The classic STOMP air rocket is available in the UK from Amazon for c£8. You can also buy parts to make your own air rocket launchers from Mindsets Online, such as the Bottle Rocket and the Mindsets Rocket launcher kits. Or you could design and build your own from scratch. There are basically just two controls. You can adjust the launch angle using the butterfly nut, and the launch speed by the force you apply when you jump on the plastic box. For any launch you can measure the subsequent time of flight, using a stop watch. You can also measure the horizontal distance travelled, called the range, using a tape measure, trundle wheel or by pacing. So we have a simple experiment to be performed outdoors on a dry still day, or in the sports hall. Once the rocket leaves the launch tube the only forces acting on it are the gravitational pull of the Earth downwards, and, possibly, air resistance. The air rocket is a classic example of something called Projectile Motion, which was studied extensively by the Italian scientist and mathematician, Galileo Galilei, 1564 – 1642. Galileo had a long and varied career which would make a good topic for a project. He developed his own scientific instruments, especially the telescope, and made significant contributions to astronomy. He worked out the mathematical relationships between the launch speed V (metres per second), launch angle A (degrees), flight time T (seconds) and range R (metres) based on some simple assumptions. These are that:

there is no air resistance or wind

the ground is flat

the launch is from ground level

the acceleration of the rocket is constant (g metres per second per second) and downwards

the motion can be consider separately, as a horizontal component with no acceleration and a vertical component with constant acceleration g downwards.

In order to develop the basic ideas we can use a realistic example flight with very simple values for the variables. If we launch the rocket at A = 45° then the horizontal and vertical speeds are equal. If we assume they are each 10 mps (metres per second) then the actual launch speed V should be 10√2 ≈ 14.14 mps, which we can round to 14 mps. The usual value taken for the acceleration due to gravity downwards, g, is 9.82 mpsps, which we can round to 10 mpsps (metres per second per second). We can use the free GeoGebra software to illustrate the basic ideas. The software can be used on many different devices, at home or in school. You might find the Mathematics in Motion book on the National STEM Centre’s STEM Activities with TI-Nspire a useful starting point for ideas.

I am using the Graphics View to provide the `graph-paper’ on which we can create diagrams and enter text.

The aim is to try and understand how to interpret and use `constant acceleration’.

If the starting speed upwards is U = 10 mps, then after 1 second its upward speed will be 10 mps less, i.e. 0 mps. What does this mean in terms of the rocket’s flight?

After 2 seconds its upward speed will be another 10 mps less, i.e. -10 mps. So we are now into negative numbers! What does an upward speed of -10 mps mean? “What goes up must come down”!

It would be very useful to have a video clip of the STOMP rocket in flight which can be displayed e.g. using Windows Media Player. Using a right-click you can select `Enhancements’ and `Play speed settings’ to allow you to single-step the video clip.

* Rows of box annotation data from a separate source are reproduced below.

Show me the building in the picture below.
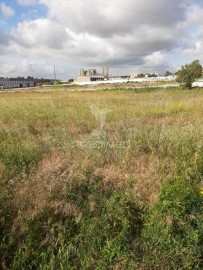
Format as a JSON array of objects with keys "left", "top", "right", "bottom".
[
  {"left": 130, "top": 72, "right": 139, "bottom": 79},
  {"left": 109, "top": 75, "right": 130, "bottom": 81},
  {"left": 0, "top": 77, "right": 35, "bottom": 89},
  {"left": 77, "top": 67, "right": 109, "bottom": 82}
]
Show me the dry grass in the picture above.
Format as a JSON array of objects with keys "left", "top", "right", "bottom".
[{"left": 0, "top": 87, "right": 203, "bottom": 269}]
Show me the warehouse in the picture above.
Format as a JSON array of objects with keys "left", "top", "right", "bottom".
[{"left": 0, "top": 78, "right": 35, "bottom": 89}]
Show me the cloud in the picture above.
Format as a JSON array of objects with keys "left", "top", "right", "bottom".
[
  {"left": 0, "top": 0, "right": 203, "bottom": 76},
  {"left": 0, "top": 2, "right": 15, "bottom": 17},
  {"left": 17, "top": 0, "right": 37, "bottom": 6}
]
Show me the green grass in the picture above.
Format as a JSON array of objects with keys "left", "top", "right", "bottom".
[{"left": 0, "top": 88, "right": 203, "bottom": 270}]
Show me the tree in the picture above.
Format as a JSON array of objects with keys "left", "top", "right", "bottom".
[{"left": 177, "top": 60, "right": 202, "bottom": 89}]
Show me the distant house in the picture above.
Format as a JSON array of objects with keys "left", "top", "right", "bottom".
[
  {"left": 77, "top": 67, "right": 109, "bottom": 82},
  {"left": 130, "top": 72, "right": 139, "bottom": 79}
]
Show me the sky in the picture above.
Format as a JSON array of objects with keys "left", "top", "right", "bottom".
[{"left": 0, "top": 0, "right": 203, "bottom": 80}]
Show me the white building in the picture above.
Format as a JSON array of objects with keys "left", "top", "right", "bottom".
[
  {"left": 0, "top": 78, "right": 35, "bottom": 89},
  {"left": 77, "top": 67, "right": 109, "bottom": 82}
]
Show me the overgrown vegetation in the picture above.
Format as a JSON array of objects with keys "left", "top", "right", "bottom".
[{"left": 0, "top": 89, "right": 203, "bottom": 270}]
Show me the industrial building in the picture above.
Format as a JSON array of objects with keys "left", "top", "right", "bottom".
[
  {"left": 0, "top": 77, "right": 35, "bottom": 89},
  {"left": 77, "top": 67, "right": 109, "bottom": 82}
]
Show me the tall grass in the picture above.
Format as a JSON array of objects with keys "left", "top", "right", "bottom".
[{"left": 0, "top": 89, "right": 203, "bottom": 270}]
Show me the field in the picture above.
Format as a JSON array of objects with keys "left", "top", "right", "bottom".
[{"left": 0, "top": 89, "right": 203, "bottom": 270}]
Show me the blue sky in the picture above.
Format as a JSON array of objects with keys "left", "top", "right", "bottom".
[{"left": 0, "top": 0, "right": 203, "bottom": 79}]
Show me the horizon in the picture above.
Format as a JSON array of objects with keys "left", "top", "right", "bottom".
[{"left": 0, "top": 0, "right": 203, "bottom": 80}]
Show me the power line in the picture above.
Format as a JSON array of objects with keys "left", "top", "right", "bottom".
[{"left": 77, "top": 0, "right": 203, "bottom": 26}]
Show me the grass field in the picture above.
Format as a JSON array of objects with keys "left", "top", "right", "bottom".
[{"left": 0, "top": 89, "right": 203, "bottom": 270}]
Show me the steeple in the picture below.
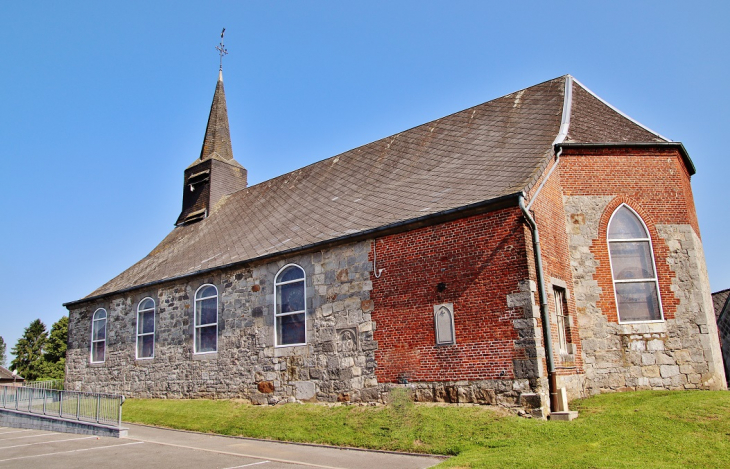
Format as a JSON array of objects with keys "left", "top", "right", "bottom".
[
  {"left": 175, "top": 29, "right": 247, "bottom": 225},
  {"left": 200, "top": 70, "right": 233, "bottom": 161}
]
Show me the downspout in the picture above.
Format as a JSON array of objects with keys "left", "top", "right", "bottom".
[
  {"left": 519, "top": 75, "right": 573, "bottom": 412},
  {"left": 519, "top": 194, "right": 558, "bottom": 412}
]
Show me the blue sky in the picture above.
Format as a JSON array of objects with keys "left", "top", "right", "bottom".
[{"left": 0, "top": 0, "right": 730, "bottom": 358}]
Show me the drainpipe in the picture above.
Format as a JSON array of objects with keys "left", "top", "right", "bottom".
[{"left": 519, "top": 194, "right": 558, "bottom": 412}]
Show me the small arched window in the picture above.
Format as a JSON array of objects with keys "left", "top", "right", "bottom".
[
  {"left": 274, "top": 264, "right": 307, "bottom": 346},
  {"left": 137, "top": 298, "right": 155, "bottom": 359},
  {"left": 193, "top": 285, "right": 218, "bottom": 353},
  {"left": 91, "top": 308, "right": 106, "bottom": 363},
  {"left": 608, "top": 204, "right": 662, "bottom": 322}
]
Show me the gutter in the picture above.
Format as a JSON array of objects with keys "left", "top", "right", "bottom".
[
  {"left": 558, "top": 142, "right": 697, "bottom": 176},
  {"left": 63, "top": 192, "right": 521, "bottom": 308},
  {"left": 519, "top": 194, "right": 558, "bottom": 412},
  {"left": 518, "top": 75, "right": 573, "bottom": 413}
]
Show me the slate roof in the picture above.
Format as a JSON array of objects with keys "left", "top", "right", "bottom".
[
  {"left": 712, "top": 288, "right": 730, "bottom": 320},
  {"left": 69, "top": 76, "right": 667, "bottom": 301}
]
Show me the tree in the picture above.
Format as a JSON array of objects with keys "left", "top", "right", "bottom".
[
  {"left": 42, "top": 316, "right": 68, "bottom": 379},
  {"left": 10, "top": 319, "right": 48, "bottom": 381},
  {"left": 0, "top": 336, "right": 8, "bottom": 366}
]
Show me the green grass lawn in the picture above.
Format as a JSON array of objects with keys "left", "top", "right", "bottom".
[{"left": 123, "top": 391, "right": 730, "bottom": 468}]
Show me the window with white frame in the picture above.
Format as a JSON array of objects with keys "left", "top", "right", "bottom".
[
  {"left": 274, "top": 264, "right": 307, "bottom": 346},
  {"left": 137, "top": 298, "right": 155, "bottom": 359},
  {"left": 193, "top": 285, "right": 218, "bottom": 353},
  {"left": 608, "top": 204, "right": 663, "bottom": 323},
  {"left": 91, "top": 308, "right": 106, "bottom": 363}
]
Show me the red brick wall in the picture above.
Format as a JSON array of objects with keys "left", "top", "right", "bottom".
[
  {"left": 529, "top": 161, "right": 583, "bottom": 374},
  {"left": 560, "top": 148, "right": 699, "bottom": 322},
  {"left": 371, "top": 207, "right": 528, "bottom": 382}
]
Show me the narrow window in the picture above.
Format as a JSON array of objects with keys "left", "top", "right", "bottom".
[
  {"left": 433, "top": 303, "right": 456, "bottom": 345},
  {"left": 274, "top": 264, "right": 307, "bottom": 346},
  {"left": 608, "top": 204, "right": 662, "bottom": 322},
  {"left": 553, "top": 287, "right": 573, "bottom": 355},
  {"left": 137, "top": 298, "right": 155, "bottom": 359},
  {"left": 91, "top": 308, "right": 106, "bottom": 363},
  {"left": 193, "top": 285, "right": 218, "bottom": 353}
]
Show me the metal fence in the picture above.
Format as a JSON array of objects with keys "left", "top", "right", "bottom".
[
  {"left": 0, "top": 386, "right": 124, "bottom": 427},
  {"left": 22, "top": 379, "right": 63, "bottom": 390}
]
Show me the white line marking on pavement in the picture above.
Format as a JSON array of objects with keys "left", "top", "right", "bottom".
[
  {"left": 0, "top": 441, "right": 144, "bottom": 462},
  {"left": 0, "top": 430, "right": 30, "bottom": 435},
  {"left": 0, "top": 432, "right": 59, "bottom": 441},
  {"left": 0, "top": 436, "right": 96, "bottom": 449},
  {"left": 225, "top": 461, "right": 271, "bottom": 469},
  {"left": 126, "top": 435, "right": 347, "bottom": 469}
]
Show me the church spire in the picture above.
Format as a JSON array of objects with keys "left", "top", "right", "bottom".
[
  {"left": 175, "top": 28, "right": 248, "bottom": 225},
  {"left": 200, "top": 70, "right": 233, "bottom": 161}
]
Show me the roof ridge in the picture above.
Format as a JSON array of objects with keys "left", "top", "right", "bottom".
[
  {"left": 553, "top": 75, "right": 573, "bottom": 146},
  {"left": 222, "top": 74, "right": 568, "bottom": 201},
  {"left": 567, "top": 75, "right": 674, "bottom": 143}
]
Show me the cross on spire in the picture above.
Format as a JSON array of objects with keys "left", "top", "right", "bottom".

The free Tracker software from the USA Open Source Physics programme also provides useful tools for video play-back, including single-stepping. The controls appear beneath the video display. You just need to use the `Video’ tab in the toolbar to tell Tracker where to find the video clip to be played. If you are going to take your own video clip it is advisable to mount the camera on a tripod. You need to be roughly in the centre of the scene of action and must not track or zoom the camera – keep it as still as possible. Preferably find a background against which the rocket will be easy to see, and include a feature whose dimensions you can measure, so you can extract accurate data from the video clip later. A frame round of 30 frames per second should be adequate.

So now back to the maths. After 1 second the STOMP rocket will be at the highest point of the flight. In that second its upward speed dropped steadily from 10 mps to 0 mps, so its average speed was 5 mps. So in 1 second it would have risen 5 metres vertically. In that time its sideways speed stayed constant at S = 10 mps, so it travelled 10 metres sideways.

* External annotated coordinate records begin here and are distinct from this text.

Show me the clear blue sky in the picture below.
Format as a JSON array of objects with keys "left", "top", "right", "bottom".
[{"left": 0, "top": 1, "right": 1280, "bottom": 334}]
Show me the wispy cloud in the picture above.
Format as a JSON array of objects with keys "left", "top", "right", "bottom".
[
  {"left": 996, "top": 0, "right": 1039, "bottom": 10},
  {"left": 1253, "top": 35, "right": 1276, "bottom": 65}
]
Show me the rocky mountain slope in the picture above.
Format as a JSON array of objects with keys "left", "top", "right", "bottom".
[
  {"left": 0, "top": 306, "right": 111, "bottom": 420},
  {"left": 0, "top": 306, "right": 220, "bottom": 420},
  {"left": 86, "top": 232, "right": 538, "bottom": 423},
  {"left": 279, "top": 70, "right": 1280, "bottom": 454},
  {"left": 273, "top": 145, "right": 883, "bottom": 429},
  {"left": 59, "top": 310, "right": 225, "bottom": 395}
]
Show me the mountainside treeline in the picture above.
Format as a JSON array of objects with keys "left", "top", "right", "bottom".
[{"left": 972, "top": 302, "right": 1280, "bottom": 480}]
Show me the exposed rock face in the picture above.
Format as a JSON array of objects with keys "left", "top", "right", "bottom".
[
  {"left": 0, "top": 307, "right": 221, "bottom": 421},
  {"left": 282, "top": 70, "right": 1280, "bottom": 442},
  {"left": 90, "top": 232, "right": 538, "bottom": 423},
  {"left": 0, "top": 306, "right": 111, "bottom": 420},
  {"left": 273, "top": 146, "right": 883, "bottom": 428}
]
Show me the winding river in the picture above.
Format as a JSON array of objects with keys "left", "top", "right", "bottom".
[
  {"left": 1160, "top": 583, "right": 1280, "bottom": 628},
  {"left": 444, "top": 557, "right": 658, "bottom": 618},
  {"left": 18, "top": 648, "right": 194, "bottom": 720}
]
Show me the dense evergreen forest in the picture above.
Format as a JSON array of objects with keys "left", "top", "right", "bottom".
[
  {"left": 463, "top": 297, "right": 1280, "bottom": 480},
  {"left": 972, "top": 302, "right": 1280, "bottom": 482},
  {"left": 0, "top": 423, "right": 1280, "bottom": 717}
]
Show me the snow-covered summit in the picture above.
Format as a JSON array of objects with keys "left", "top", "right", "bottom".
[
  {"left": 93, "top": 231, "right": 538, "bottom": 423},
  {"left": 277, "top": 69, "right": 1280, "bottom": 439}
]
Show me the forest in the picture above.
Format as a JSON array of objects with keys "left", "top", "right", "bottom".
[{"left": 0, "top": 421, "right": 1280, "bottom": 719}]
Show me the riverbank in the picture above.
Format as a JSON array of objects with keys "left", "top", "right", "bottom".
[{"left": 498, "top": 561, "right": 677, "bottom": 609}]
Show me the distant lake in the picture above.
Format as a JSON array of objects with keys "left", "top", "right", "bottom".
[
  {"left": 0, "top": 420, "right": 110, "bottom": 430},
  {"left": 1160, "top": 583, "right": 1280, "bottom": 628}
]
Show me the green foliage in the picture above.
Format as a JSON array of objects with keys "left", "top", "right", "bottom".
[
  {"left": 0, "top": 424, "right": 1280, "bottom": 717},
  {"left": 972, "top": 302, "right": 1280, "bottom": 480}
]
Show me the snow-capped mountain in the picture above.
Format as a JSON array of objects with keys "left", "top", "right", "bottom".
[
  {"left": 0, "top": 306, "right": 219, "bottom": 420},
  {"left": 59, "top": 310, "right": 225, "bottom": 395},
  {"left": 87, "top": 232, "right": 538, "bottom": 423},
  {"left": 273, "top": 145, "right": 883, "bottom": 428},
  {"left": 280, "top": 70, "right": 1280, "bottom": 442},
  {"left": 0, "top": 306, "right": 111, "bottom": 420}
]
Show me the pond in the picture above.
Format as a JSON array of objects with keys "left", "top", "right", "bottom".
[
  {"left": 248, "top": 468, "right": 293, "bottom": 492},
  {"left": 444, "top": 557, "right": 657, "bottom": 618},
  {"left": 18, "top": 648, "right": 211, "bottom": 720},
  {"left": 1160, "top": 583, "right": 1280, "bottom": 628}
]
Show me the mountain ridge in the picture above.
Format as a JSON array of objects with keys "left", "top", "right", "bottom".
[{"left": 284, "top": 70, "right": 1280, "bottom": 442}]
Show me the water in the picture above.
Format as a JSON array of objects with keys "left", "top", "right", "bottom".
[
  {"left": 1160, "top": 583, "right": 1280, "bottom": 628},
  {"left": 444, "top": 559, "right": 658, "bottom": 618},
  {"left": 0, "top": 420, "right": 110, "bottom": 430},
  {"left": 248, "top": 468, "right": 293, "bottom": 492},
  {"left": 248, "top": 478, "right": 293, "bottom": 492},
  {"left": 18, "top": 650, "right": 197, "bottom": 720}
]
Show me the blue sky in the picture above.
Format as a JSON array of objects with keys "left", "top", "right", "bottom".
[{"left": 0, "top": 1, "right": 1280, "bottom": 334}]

Returning to GeoGebra we can bring in a Spreadsheet View, and introduce the idea of fractions of a second in decimals. I have also created a `slider’ for the value of the time T in seconds from 0 to 2 in steps of 0.1 seconds. The missing values for the Sideways speed will all be 10 mps, since S stays constant. The Upward speed U will decrease by 1 mps for every 1/10th of a second, so the missing values for U will be 9, 8, 7, 6, 5, 4, 3, 2, 1 mps. In each 1/10th of a second the rocket will travel 1m sideways so the missing values for X will be 1, 2, 3, 4, 5, 6, 7, 8, 9 metres. To work out the value of Y after 0.3 seconds, say we know it started with an upward speed of 10 mps and finished with a speed of 10 – 0.3 x 10 = 7 mps. So its average speed was (10 + 7)/2 = 8.5 mps, and so the upwards distance travelled was 8.5x0.3 = 2.55 m. The missing Y values are thus 0.95, 1.8, 2.55, 3.2, 3.75, 4.2, 4.55, 4.8, 4.95 metres.

From observation and the videos we know that if wind and air-resistance are negligible then the shape of the path of the rocket will be symmetrical. Galileo knew that this shape was a curve called a parabola, which ancient Greek mathematicians, such as Archimedes and Apollonius, had studied.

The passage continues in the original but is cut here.